Well, it’s now 1982 there is nothing left. I guess god intervened at this time. Go pour yourself a coffee or drink at this time.
I was driving down the street and guess whom comes out of a tavern with a man, its wife poo. I kept driving and never addressed it.
But in the coming weeks found out there would be no nightly trysts but sex replaced with behind dumpsters, junkyards or ever so convenient oral in car. This came from mutual friends, and was made factual over the years.
FORUM: ANOTHER LESSON LEARNED FROM MANY A CONSELOR; THE CHEATING SPOUSE HAS TAKEN DOWN THE BOUNDRIES OF MARRIAGE. A FORGIVEN SPOUSE MAY NOT HAVE AN AFFAIR AGIAN, BUT THE PLUMBER IS GAME FOR A ONE TIME FLING. THE EXPRESSION ONCE A CHEATOR ALWAYS A CHEATER CAN BE VERY VERY APPLICABLE WHEN YOU CONSIDER A LIFETIME TOGETHER WITHOUT BOUNDRIES.
One day as she was coming down the stairs in home, fell down the entire flight. There was to be no injury. I simply laughed out loud for a long and hard period.
At this point I simply walked out of the home with nothing but my pride intact.


----------



## sunflower (Dec 15, 2008)

Ya I am sorry your situation is much more crazy then mine I am not trying to play the victom I just like to come and express my feelings and thought on here I may not have situations as bad as you guys but it could have been?
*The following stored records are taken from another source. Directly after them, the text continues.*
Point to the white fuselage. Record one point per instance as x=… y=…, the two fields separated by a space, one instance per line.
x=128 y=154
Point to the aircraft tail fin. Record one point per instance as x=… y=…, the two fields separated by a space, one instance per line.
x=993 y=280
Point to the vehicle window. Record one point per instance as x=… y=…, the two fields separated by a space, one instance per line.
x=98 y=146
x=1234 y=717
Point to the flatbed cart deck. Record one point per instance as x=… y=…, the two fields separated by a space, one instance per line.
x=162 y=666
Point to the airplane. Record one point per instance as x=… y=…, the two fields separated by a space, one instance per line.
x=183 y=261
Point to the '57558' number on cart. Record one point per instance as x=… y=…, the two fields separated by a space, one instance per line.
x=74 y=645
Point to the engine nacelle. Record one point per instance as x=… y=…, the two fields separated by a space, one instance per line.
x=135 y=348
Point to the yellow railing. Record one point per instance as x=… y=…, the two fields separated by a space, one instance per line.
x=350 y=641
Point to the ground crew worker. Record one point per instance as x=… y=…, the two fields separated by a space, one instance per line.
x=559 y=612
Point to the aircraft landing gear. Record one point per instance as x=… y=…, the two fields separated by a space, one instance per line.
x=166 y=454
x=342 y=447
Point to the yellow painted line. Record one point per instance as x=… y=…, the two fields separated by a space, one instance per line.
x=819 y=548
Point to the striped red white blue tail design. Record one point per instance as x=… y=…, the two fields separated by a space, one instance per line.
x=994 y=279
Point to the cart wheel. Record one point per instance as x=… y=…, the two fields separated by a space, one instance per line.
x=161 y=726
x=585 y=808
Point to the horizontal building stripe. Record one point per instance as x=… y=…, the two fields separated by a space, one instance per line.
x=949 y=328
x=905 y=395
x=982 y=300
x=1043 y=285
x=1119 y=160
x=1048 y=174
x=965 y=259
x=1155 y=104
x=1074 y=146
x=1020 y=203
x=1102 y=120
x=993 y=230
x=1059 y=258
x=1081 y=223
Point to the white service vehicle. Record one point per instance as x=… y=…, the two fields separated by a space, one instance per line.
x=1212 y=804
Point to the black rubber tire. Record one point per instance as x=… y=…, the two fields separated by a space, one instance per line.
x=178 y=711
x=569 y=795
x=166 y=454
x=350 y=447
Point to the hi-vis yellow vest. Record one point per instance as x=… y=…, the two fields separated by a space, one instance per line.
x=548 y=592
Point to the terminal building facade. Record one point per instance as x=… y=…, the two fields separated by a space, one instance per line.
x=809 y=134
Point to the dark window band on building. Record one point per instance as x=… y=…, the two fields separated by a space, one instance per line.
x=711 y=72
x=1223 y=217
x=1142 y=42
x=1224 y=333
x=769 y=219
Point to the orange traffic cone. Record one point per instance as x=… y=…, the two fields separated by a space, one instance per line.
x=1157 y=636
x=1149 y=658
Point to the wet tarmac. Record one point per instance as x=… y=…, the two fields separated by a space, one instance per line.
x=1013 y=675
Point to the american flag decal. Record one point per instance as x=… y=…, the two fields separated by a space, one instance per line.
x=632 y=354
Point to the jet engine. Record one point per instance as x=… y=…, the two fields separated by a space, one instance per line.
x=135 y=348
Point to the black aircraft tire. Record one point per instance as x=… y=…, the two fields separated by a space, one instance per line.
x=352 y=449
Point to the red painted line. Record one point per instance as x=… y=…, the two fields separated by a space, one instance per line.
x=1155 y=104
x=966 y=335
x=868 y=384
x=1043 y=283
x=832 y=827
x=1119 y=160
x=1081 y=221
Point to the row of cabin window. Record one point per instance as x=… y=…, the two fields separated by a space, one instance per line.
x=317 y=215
I just needed to vent.


----------



## reidqa (Mar 25, 2009)

Sun,

Please do vent, and learn via reading.

Like posted can help a person, its all worth it.

But do not be concerned, I am 28 yrs married to the love of my life.

Just to think how god's hand plays with destiny.


----------



## marina72 (Dec 29, 2008)

One day as she was coming down the stairs in home, fell down the entire flight. There was to be no injury. I simply laughed out loud for a long and hard period.


I understand being hurt that you were cheated on... but seriously, am I the only one that thinks this is a bit sadistic? Laughing at anyone who has just fallen down an entire flight of stairs? I am glad she was not injured,, I hope you checked to make sure she was not hurt, before you started laughing....


----------



## Blanca (Jul 25, 2008)

I have a big rage problem, too. I started going to counseling. I read books. A break through for me was right during a time when I was starting to boil over at my H, I went to an emergency counseling session. That was about five months ago and I havent lost it since. 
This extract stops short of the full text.